Consequences For Sino-Japanese Relations
It was decades before the Chinese psyche even began to comprehend the trauma of Nanjing. When history cuts too deep, verbalizing bloodshed takes an eternity. Thus fell a curtain of silence over the bleeding aftermath of Nanjing. Leaders of the immediate period following the war hardly referenced it under enduring Japanese pressure. Nevertheless, ‘The International Military Tribunal For The Far East’ was the first amongst many steps taken towards salving the wound.
Certain sections of Japanese politics outright deny the occurrence of the massacre at Nanjing, not unlike their better-known brethren in the West that denounce the Jewish Holocaust as fabricated propaganda. As many survivors of Nanjing are still alive, and therefore a major chunk of evidence comes from first person accounts, these sections find it easy to denounce lived stories of pain and humiliation. China’s aggressive foreign policy, a gross overcorrection for its century of humiliation at best, might make it highly convenient for by-gone powers of the region to buy such narratives that counter their own past apathy, but fails to adequately detract the fact of Japanese brutality. Elsewhere, Korean women, too, are demanding reparations from Japan over forced military prostitution. At some point the survivors will far outnumber the deniers.

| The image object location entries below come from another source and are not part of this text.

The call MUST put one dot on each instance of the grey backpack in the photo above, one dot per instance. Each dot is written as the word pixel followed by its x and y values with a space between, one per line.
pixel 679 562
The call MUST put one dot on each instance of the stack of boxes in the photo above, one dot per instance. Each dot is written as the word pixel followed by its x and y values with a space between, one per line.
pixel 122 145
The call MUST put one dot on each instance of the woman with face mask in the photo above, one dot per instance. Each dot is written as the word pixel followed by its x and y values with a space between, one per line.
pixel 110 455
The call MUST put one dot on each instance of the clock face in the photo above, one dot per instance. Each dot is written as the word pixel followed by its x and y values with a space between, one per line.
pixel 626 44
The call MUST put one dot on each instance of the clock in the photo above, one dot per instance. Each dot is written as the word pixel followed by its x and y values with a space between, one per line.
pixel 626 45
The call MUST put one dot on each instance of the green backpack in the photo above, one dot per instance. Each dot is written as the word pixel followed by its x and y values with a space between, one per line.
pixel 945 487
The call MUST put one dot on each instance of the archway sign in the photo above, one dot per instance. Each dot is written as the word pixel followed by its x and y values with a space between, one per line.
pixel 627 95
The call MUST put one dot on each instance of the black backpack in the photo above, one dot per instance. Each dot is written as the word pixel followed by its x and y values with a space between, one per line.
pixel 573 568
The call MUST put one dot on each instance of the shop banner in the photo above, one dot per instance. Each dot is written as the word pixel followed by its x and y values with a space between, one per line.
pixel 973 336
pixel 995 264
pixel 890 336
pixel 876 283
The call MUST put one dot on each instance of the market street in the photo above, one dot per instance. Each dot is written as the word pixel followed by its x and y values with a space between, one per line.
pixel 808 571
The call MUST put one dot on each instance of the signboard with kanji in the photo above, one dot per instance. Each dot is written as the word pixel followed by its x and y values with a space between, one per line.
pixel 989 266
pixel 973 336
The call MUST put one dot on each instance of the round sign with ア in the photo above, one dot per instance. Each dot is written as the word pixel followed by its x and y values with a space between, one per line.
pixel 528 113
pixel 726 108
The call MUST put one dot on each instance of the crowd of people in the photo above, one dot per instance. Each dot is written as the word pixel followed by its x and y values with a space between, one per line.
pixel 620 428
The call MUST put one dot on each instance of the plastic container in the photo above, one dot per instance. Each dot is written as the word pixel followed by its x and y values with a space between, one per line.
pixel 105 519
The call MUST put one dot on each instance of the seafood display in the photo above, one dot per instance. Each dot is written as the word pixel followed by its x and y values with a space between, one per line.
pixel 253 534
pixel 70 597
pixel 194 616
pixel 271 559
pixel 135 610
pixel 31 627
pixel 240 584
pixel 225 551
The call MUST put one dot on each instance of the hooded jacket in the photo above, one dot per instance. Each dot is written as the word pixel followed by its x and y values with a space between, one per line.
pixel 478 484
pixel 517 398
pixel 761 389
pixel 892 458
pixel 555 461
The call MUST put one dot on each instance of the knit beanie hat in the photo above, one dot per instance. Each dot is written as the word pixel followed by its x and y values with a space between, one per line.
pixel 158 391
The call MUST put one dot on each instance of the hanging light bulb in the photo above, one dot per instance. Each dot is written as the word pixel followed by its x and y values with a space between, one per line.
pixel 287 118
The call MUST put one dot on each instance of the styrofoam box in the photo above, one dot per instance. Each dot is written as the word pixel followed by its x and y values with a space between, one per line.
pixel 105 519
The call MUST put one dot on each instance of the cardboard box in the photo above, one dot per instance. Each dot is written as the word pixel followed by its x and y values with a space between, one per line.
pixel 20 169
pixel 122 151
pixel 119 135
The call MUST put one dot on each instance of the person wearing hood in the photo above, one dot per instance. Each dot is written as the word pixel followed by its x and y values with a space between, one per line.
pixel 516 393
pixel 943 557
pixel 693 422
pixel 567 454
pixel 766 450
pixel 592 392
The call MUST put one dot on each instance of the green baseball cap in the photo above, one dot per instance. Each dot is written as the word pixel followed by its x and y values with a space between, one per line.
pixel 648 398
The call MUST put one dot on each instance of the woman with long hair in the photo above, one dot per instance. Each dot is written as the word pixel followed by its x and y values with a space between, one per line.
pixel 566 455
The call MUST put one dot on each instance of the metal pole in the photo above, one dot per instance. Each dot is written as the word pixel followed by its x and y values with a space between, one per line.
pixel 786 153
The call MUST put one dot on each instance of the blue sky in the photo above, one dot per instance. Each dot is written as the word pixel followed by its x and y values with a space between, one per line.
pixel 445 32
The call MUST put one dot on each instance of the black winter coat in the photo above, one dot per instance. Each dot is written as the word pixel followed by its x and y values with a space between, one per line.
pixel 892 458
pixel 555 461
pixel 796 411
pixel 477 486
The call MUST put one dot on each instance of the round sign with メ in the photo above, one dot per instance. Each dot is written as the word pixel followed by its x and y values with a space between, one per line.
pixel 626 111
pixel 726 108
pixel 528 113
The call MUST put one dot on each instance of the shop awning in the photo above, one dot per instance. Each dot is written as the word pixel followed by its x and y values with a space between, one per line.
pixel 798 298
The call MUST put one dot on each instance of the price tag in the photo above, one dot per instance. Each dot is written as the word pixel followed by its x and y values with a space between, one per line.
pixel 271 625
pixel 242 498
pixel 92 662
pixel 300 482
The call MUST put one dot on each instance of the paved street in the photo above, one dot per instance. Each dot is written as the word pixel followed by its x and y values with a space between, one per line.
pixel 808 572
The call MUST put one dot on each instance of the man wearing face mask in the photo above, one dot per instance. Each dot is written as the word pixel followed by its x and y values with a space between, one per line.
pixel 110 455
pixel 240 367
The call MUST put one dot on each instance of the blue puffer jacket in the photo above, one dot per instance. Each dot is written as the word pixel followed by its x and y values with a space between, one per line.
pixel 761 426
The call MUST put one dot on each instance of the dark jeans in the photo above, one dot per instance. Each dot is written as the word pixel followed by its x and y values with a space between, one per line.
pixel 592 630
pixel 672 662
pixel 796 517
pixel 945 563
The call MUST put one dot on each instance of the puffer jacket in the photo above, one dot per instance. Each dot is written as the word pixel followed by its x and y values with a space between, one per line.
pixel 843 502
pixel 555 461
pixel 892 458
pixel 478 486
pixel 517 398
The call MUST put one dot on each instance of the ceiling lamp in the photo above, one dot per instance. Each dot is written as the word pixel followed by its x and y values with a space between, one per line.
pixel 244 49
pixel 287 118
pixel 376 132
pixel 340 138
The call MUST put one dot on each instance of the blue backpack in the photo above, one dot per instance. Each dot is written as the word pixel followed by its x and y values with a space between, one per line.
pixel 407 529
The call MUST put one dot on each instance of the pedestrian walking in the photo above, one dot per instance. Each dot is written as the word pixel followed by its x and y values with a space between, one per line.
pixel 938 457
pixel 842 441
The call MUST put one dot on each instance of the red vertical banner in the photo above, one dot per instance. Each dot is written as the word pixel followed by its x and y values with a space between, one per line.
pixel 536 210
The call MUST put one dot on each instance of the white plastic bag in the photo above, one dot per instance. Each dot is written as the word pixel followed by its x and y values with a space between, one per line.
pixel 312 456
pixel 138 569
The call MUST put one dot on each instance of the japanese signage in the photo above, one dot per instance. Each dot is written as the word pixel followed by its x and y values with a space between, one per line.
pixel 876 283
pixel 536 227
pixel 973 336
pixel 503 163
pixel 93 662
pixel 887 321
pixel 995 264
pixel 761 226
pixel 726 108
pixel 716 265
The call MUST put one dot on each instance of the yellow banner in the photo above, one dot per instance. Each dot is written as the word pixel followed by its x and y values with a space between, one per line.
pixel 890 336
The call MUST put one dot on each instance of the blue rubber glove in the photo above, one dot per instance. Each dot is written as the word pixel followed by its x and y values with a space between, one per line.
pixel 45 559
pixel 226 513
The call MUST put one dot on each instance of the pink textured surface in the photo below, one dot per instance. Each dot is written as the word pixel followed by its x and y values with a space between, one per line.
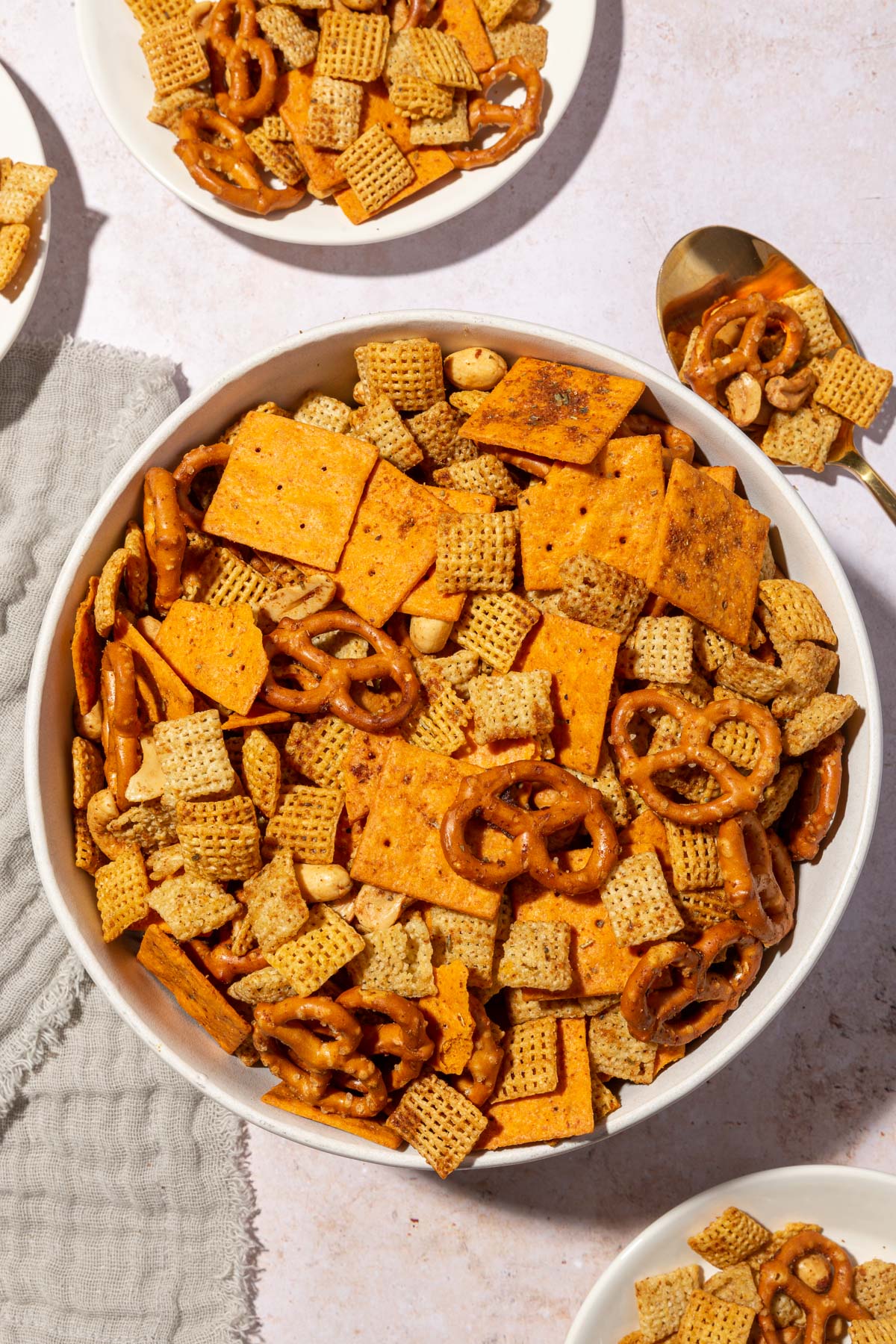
pixel 669 131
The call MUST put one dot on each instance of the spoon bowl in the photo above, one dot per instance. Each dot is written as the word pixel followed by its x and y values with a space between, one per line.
pixel 719 261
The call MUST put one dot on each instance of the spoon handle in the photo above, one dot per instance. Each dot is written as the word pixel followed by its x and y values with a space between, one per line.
pixel 880 490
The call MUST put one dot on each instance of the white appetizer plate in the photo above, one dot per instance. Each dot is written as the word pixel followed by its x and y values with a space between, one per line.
pixel 109 45
pixel 19 140
pixel 324 359
pixel 855 1207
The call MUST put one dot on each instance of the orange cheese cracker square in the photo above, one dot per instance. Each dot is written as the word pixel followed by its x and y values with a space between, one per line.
pixel 195 994
pixel 426 600
pixel 709 551
pixel 401 848
pixel 609 508
pixel 391 544
pixel 559 1115
pixel 554 410
pixel 429 166
pixel 582 660
pixel 217 650
pixel 290 488
pixel 600 965
pixel 373 1129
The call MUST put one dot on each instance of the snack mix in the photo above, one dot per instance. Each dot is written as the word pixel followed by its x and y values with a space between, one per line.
pixel 791 1287
pixel 366 101
pixel 449 749
pixel 22 190
pixel 780 369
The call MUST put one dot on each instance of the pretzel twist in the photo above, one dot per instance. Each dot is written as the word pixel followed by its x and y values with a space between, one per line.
pixel 817 797
pixel 758 878
pixel 191 464
pixel 520 122
pixel 227 171
pixel 739 792
pixel 707 371
pixel 120 718
pixel 480 1077
pixel 164 534
pixel 673 1009
pixel 403 1036
pixel 334 691
pixel 777 1276
pixel 529 830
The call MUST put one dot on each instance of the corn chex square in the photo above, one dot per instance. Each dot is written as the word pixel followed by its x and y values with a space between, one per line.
pixel 220 839
pixel 122 892
pixel 494 625
pixel 175 55
pixel 659 650
pixel 324 945
pixel 615 1053
pixel 709 1320
pixel 476 553
pixel 536 956
pixel 277 909
pixel 438 1121
pixel 729 1238
pixel 193 905
pixel 352 46
pixel 442 60
pixel 305 823
pixel 516 705
pixel 406 371
pixel 529 1065
pixel 193 756
pixel 638 902
pixel 662 1301
pixel 853 388
pixel 398 959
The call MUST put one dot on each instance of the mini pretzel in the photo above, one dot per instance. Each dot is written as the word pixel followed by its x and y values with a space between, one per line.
pixel 479 1080
pixel 334 691
pixel 405 1035
pixel 227 171
pixel 758 878
pixel 817 797
pixel 739 792
pixel 528 830
pixel 777 1276
pixel 282 1021
pixel 191 464
pixel 222 961
pixel 706 373
pixel 521 122
pixel 673 1009
pixel 120 718
pixel 164 532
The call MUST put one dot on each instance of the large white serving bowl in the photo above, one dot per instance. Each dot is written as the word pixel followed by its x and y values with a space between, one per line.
pixel 856 1207
pixel 19 140
pixel 323 359
pixel 117 72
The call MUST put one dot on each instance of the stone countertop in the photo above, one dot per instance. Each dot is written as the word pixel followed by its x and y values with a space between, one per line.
pixel 774 120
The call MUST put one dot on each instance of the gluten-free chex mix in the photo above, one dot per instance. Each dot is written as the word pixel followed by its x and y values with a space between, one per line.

In any case, Nanjing is a jarring bone of contention betwixt modern-day Japan and China. In 1995, the Emperor, and the Prime Minister of Japan issued a public apology for the war crimes committed. A compensation, long overdue, would be a small step enroute atonement, but is yet to come. Chinese mistrust of Japanese only grows by the year and tt would not be a miscalculation to say that Japan, too, has something to fear in China’s rise as a superpower and its ever-burgeoning hegemony in the South-China Sea for no wound runs deeper than one acquired in legacy
Japan’s unspeakable atrocities in the century past might as well come back to haunt it in a new world order.